Apesar dos desafios, há casos que mostram como os REEE podem ser transformados em uma oportunidade econômica. Na Europa, países como a Alemanha e a Suécia desenvolveram sistemas integrados de gestão de REEE que permitem a recuperação de até 85% dos materiais recicláveis. Essas políticas combinam incentivos fiscais, regulamentações rígidas e campanhas de conscientização cidadã.

Na América Latina, o Uruguai e o Chile avançaram nas leis que responsabilizam os produtores por seus aparelhos em fim de vida, sob o princípio da responsabilidade estendida do produtor. Essas leis buscam fazer com que as empresas projetem produtos mais fáceis de reciclar e financiem sua recuperação.

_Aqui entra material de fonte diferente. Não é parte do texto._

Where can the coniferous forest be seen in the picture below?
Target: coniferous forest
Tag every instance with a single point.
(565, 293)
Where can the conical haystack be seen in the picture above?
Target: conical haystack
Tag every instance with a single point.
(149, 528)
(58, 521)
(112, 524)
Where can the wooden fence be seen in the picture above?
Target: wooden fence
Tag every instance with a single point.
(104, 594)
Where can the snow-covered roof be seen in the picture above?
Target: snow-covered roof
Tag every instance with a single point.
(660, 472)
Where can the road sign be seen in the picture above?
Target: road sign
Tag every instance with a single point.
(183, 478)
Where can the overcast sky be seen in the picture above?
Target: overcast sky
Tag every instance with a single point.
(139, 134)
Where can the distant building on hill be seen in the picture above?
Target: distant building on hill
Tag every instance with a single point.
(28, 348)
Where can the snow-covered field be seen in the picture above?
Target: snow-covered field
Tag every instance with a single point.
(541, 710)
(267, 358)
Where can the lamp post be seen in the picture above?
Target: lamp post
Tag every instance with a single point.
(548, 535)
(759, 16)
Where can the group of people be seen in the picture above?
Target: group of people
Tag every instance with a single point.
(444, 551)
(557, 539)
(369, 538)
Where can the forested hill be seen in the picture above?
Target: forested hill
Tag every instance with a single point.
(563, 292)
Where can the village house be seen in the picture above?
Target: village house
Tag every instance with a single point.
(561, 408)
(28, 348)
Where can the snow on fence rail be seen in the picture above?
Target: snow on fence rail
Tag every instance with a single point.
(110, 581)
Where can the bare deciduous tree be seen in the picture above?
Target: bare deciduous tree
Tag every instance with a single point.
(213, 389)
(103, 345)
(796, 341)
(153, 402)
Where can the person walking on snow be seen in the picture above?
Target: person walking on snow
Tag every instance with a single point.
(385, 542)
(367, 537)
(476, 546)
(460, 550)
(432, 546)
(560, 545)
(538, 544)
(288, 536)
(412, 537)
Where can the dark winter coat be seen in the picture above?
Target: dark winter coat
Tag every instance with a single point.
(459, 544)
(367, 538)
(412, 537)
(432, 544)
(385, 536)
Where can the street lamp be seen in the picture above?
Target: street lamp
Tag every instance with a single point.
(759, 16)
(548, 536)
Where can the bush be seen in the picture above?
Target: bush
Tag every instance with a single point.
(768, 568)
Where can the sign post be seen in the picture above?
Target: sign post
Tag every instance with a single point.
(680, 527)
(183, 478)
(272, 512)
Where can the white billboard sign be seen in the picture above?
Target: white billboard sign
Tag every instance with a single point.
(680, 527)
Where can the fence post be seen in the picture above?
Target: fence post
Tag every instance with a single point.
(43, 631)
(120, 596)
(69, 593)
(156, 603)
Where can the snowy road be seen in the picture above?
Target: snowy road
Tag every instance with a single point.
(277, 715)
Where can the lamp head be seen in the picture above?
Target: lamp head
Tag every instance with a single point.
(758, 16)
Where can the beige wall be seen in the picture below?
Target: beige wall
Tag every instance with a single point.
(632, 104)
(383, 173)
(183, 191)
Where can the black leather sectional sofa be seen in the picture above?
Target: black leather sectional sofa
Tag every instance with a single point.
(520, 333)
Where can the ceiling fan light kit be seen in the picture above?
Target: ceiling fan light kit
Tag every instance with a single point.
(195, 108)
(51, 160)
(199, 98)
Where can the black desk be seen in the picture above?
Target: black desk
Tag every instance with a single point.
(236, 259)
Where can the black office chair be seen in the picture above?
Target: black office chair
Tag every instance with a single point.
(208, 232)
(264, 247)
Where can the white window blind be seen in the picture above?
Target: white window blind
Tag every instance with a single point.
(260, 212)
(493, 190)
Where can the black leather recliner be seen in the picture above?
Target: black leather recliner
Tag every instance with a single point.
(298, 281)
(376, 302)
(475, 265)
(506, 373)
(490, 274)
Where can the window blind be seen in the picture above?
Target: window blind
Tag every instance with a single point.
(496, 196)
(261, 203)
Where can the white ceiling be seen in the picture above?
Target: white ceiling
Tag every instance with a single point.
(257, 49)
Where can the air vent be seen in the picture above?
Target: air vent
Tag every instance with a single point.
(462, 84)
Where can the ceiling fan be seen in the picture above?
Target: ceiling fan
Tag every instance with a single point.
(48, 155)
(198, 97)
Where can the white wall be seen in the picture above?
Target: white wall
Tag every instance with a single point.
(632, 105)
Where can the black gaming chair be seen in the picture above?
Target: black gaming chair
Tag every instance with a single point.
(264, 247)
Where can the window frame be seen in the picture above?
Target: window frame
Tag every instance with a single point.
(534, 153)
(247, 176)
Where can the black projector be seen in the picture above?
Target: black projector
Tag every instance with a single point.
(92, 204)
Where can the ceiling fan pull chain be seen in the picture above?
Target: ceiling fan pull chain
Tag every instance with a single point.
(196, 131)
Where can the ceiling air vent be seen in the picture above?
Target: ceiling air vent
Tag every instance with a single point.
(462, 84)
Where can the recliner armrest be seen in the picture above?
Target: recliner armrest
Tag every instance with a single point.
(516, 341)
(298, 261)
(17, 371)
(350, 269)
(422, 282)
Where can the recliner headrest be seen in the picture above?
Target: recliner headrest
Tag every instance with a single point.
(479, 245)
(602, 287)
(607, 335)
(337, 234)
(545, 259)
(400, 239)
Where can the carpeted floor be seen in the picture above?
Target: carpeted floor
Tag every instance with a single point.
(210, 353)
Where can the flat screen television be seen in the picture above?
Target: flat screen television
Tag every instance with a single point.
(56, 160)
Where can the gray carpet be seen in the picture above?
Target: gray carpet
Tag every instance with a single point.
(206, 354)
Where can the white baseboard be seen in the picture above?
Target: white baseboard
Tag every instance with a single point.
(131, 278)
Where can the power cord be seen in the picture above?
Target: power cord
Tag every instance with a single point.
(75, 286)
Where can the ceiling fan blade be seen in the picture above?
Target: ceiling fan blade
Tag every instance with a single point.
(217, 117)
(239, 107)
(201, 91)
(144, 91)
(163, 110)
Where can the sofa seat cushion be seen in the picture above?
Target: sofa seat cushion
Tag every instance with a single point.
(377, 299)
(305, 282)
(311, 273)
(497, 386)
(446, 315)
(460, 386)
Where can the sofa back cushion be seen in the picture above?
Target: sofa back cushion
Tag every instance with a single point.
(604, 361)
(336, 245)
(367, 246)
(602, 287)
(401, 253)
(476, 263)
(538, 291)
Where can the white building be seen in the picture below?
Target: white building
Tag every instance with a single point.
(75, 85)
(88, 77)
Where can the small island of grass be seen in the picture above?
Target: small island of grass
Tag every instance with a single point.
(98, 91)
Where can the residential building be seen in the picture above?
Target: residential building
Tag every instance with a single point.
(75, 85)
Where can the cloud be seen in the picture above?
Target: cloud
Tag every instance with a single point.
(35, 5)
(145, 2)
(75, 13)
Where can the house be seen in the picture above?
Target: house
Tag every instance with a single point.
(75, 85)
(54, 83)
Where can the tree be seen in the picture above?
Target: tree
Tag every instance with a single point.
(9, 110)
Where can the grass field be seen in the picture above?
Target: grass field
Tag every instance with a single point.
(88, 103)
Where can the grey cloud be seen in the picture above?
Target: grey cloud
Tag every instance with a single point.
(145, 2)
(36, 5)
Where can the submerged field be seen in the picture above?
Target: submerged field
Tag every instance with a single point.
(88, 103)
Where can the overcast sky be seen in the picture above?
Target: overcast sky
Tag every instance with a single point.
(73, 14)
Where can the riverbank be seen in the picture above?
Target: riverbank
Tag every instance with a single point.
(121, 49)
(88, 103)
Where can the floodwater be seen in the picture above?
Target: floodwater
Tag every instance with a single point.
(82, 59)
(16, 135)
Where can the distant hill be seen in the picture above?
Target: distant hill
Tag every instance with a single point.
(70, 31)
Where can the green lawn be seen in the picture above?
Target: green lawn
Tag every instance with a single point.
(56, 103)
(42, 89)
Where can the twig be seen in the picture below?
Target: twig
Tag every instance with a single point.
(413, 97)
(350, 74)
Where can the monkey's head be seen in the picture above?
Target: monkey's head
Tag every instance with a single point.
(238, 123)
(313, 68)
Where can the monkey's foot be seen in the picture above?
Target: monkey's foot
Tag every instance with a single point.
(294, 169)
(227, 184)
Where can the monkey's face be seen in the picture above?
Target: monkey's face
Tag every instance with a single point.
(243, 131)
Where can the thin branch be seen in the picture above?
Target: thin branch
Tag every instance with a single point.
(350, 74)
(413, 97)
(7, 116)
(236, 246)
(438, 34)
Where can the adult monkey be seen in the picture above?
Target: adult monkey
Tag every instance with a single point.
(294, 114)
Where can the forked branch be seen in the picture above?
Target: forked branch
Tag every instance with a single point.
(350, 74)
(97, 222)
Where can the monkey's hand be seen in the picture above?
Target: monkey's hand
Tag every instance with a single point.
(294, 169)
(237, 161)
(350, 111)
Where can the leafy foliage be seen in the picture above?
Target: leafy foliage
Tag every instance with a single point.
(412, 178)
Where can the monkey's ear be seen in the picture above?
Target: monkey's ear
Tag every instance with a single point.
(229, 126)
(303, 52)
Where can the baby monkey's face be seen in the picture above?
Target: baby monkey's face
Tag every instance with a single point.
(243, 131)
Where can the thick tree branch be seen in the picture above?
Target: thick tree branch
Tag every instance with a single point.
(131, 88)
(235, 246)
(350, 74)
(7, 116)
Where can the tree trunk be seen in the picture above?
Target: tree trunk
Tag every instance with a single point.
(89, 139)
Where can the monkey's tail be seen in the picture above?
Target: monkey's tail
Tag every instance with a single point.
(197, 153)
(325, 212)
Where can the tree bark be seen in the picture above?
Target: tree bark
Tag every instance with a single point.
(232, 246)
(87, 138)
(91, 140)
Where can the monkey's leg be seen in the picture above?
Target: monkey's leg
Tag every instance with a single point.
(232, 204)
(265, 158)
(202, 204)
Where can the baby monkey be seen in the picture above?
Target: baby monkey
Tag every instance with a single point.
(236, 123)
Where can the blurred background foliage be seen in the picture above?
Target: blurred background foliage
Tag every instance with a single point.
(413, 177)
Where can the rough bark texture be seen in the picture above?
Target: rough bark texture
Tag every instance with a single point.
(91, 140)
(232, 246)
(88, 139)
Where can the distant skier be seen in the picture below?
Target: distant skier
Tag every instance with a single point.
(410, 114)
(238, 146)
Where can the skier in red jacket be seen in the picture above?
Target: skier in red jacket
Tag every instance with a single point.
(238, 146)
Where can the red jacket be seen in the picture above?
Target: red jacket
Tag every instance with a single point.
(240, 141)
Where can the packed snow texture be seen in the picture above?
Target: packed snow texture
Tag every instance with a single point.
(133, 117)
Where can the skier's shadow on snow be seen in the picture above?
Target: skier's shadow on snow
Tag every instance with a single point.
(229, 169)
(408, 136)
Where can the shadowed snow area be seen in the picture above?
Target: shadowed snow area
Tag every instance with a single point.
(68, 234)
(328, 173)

No setor privado, empresas como a ERI (Electronic Recyclers International), nos Estados Unidos, e a Umicore, na Bélgica, lideram modelos de reciclagem eletrônica com padrões ambientais e sociais exigentes. A Umicore, por exemplo, recupera metais preciosos de dispositivos eletrônicos com uma eficiência que supera muitas minas tradicionais e tem um faturamento de mais de 3.000 milhões de euros por ano, em grande parte graças a essa atividade.

Mesmo startups na África, como a Ecopost no Quênia ou  a Enviroserve em Ruanda, estão desenvolvendo soluções inovadoras para transformar lixo eletrônico em materiais reutilizáveis e empregos decentes.

Em conclusão, os REEE representam um paradoxo do nosso tempo: lixo com valor, problema com solução, desperdício com futuro. Inseri-los em uma lógica de economia circular não é apenas desejável, mas urgente. Em vez de continuar a extrair do subsolo, podemos começar a extrair de nossos resíduos. Mas para que isso aconteça, precisamos de regulamentação, investimento e uma cidadania consciente de que, muitas vezes, o verdadeiro tesouro está onde menos esperamos: no que não usamos mais.

Referências:

  • Hawkins, G. (2006). A ética do desperdício: como nos relacionamos com o lixo. Rowman & Littlefield.
  • Stahel, W. R. (2019). A economia circular: um guia do usuário.
  • Monitor Global de Lixo Eletrônico 2024. Instituto das Nações Unidas para Treinamento e Pesquisa (UNITAR), União Internacional de Telecomunicações (UIT), Associação Internacional de Resíduos Sólidos (ISWA).
  • Organização Mundial da Saúde (OMS), relatórios de saúde e lixo eletrônico.
  • Comissão Europeia, “Diretiva 2012/19/UE sobre resíduos de equipamentos elétricos e eletrônicos (REEE)”.
  • Relatório Anual da Umicore 2023.